The Center for Studies of Translation, Interpreting and Cognition (CSTIC) of FAH was launched on 9th November, 2014 as it hosted the two-day International Workshop on Biological Foundations of Languages. Reaffirming UM’s aspiration of becoming a world-class university, leaders in the academic community officiating the ceremony point out that the multidisciplinary initiative, which brings humanities, natural sciences and social sciences together, has happened at the right place at the right time.
Professor Wei Zhao, Rector of the University of Macao, addressed the launching ceremony of CSTIC and the opening ceremony of the workshop.
‘The new campus came into operation just two months ago and today’s event is the very first of its kind happening here,’ noted the Rector. He observed: ‘When we built the new campus, we’re determined to build a campus for a world-class university. One thing first-class universities have in common is that they always have first-class departments/centers in their own mother-tongue languages. We have three mother tongues here in Macao, namely Chinese, English and Portuguese. So we’re determined to build up our Faculty of Arts and Humanities, especially the Departments of Chinese, English and Portuguese. As for sciences, one of the major sciences for the 21st century is life science. So we have established the Faculty of Health Sciences dedicated to the research and teaching of life sciences. This workshop is right at the intersection of languages and life sciences. We hope such platforms will help us build a better university to serve Macao, and hopefully we will become a world-class university one day.’
Professor Ovid Jyh-Lang Tzeng, Chancellor of the University System of Taiwan, said: ‘This is the third time I am at this campus. Every time there’s new hope, there’re new possibilities on this campus. I would like to continue to see this campus grow the way we’d like it to be.’
Professor Martin Montgomery, Interim Dean of the Faculty of Arts and Humanities remarked: ‘If language itself is complex, then how we encode – not just from meaning to form – but also recode between one form and another in real time – is possibly the most complex of all human activities. To study this process will require skills and insights from more than one discipline; so, in setting up the Centre for Studies of Translation, Interpreting and Cognition, we are creating the cross-disciplinary platform for these insights to come together. And it is especially apt, I believe, that we do so in the context of a meeting on Biological Foundations of Languages.’
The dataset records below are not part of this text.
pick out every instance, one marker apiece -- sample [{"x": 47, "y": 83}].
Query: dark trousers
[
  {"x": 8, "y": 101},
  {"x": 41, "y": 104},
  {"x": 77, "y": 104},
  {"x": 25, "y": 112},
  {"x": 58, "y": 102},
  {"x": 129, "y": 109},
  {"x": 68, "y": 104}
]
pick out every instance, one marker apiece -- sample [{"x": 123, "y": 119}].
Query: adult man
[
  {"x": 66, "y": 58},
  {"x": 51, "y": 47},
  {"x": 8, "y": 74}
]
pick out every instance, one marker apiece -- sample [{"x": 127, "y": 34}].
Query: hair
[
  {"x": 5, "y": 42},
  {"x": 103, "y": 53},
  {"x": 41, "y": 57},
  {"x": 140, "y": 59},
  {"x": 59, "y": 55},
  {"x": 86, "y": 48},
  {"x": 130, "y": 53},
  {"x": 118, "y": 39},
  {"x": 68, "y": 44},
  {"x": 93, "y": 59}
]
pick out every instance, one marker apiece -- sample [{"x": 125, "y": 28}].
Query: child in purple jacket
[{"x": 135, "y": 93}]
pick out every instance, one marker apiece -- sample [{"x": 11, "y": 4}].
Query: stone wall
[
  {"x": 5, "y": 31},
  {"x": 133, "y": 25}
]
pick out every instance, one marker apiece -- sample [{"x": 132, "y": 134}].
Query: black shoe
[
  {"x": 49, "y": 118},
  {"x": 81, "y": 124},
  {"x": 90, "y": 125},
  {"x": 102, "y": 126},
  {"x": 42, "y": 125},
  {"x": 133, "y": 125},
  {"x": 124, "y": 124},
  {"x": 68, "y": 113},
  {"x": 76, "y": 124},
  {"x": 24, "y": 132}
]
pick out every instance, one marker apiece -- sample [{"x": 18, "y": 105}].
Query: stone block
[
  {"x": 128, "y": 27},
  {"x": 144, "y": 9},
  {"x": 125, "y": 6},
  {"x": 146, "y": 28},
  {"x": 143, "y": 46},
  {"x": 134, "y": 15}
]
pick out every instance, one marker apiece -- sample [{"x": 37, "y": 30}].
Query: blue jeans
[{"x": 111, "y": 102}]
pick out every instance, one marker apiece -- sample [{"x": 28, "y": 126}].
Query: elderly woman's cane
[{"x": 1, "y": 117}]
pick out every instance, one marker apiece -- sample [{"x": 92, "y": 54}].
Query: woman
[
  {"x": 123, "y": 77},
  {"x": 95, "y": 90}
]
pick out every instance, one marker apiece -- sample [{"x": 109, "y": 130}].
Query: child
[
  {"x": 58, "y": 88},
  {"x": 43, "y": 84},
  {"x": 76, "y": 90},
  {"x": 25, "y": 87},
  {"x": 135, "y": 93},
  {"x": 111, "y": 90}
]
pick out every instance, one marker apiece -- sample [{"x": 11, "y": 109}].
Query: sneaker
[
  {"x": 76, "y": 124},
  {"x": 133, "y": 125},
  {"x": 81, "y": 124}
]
Professor John Corbett, Head of the Department of English, pointed out: ‘Translation Studies has firmly established itself alongside Linguistics and Literary Studies as one of the three pillars of our department here at the University of Macao. It is extremely satisfying to me and to the department to be able to celebrate the launch of this interdisciplinary research platform in the company of scholars participating in the Workshop. Hosting international workshops of this kind is also a fantastic way of stimulating the research culture of UM.’
Introducing the aims and missions of CSTIC, Professor Yuanjian He of the English Department, who initiated the establishment of the centre, said: ‘The mission of the Centre is to probe into the underlying cognition of translation and interpreting. It is the very type of research that is directly relevant to the global effort of the 21st century trying to unveil the intriguing and mysterious workings of the brain, particularly those that have to do with language processing.’
The academic leaders presided at the ceremony also include Professor Haydn H. D. Chen, Vice-Rector of the University of Macau, Professor Xu Jie, Associate Dean of FAH, Professor William Shi-Yuan Wang, Director of the Joint Research Centre for Language & Human Complexity, Chinese University of Hong Kong, and Professor Li Defeng, Director of CSTIC. 47 scholars from the United States, Spain, Israel, Finland, the Chinese Mainland, Taiwan, Hong Kong and Macao attended the workshop organized by UM’s newly established CSTIC, the University System of Taiwan and the Joint Research Center for Language and Human Complexity of the Chinese University of Hong Kong. The workshop highlighted four themes: language vs gene, language & reading, language & neuroscience, and language & language impairment.